I am still in Reno. The conference is over and most people have left. I fly out early tomorrow morning- 6 am! I was out really late the past two nights so I will be in bed early tonight. I met some really great people, including people I think I will hang out with back in So Cal. I also had dinner with a few Luther alums, one of whom I greatly admire. I met her friend who is now director of choral activities at a Cali university and he was really nice too. They were the ones who kind of gave me an idea of salaries in my field, as well as some of the competitiveness.

So tonight, I am sitting in a hotel room in Reno, playing cribbage online against John and trying to get some stuff done so I have some time tomorrow when I get back. It is a bit of a bummer not to be home, but it is really nice to be away from a smokey casino and noisy people.

Thursday, March 1, 2012

Reno

I am in my hotel room in Reno. None of my roommates are here yet, but all of them will be soon. I went to the ecumenical service tonight. It was nice.

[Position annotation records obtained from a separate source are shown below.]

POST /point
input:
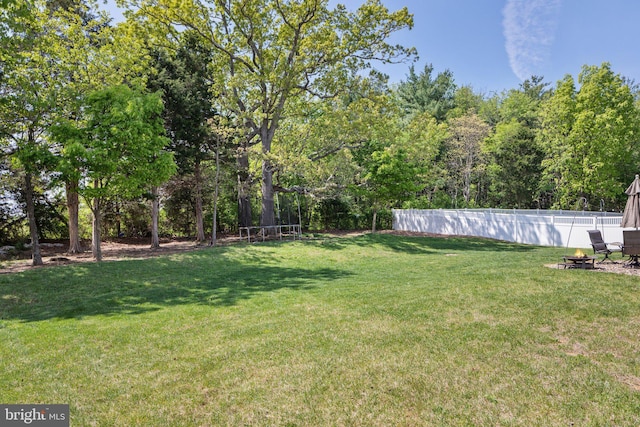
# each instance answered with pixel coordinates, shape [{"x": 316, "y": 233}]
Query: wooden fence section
[{"x": 536, "y": 227}]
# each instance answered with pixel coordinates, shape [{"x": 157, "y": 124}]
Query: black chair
[
  {"x": 631, "y": 246},
  {"x": 600, "y": 247}
]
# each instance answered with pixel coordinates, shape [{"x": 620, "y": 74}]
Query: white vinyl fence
[{"x": 536, "y": 227}]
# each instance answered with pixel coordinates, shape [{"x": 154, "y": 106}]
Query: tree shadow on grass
[
  {"x": 140, "y": 286},
  {"x": 425, "y": 244}
]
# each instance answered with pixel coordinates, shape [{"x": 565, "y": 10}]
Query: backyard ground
[
  {"x": 139, "y": 248},
  {"x": 358, "y": 330}
]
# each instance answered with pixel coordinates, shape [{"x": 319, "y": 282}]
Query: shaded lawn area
[{"x": 375, "y": 330}]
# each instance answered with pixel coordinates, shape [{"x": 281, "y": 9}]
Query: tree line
[{"x": 201, "y": 115}]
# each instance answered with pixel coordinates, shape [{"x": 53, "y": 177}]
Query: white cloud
[{"x": 529, "y": 28}]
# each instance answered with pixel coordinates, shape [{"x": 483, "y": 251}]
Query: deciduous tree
[{"x": 268, "y": 52}]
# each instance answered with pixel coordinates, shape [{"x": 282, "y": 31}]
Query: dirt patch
[
  {"x": 617, "y": 267},
  {"x": 111, "y": 251}
]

There are slot machines in the airport. It is strange to see. I am not much of a gambler. I know some of the people here want to go (in fact, many are in the casino connected to the hotel right now). Working out, reading, making music are all more appealing to me than gambling, but I suppose I will go one night. To be social. Although, how social is gambling, really? Sometimes I feel like such a curmudgeon.

I left the apartment at about 8:45 this morning. My flight was scheduled to leave at 1:25 and I wanted to give myself plenty of time on public transit to get there. Google maps told me almost two and a half hours. I got to the airport at 10:30. Security line was long but quick. When I got through, it was 11 am. I checked my flight- delayed until 3:15. So I spent quite a bit of time at the airport. It was a bit of a long travel day.

Hotel room is fine. Lots of lights outside. Many restaurants inside- but no continental breakfast! I went to the nearest Walgreens and bought some food for the hotel room. I will eat out, but if I can save a few bucks on some meals, I will. I ate dinner from that food tonight and plan on eating part of breakfast and all of lunch from it tomorrow.

I really like these conventions.

Oh, and it is "cold". Low of about 20 tonight. High of low 40s tomorrow. But then it will be in the 50s. I am bundled when I got outside. I forgot how invigorating cold can be, as long as it is not too cold.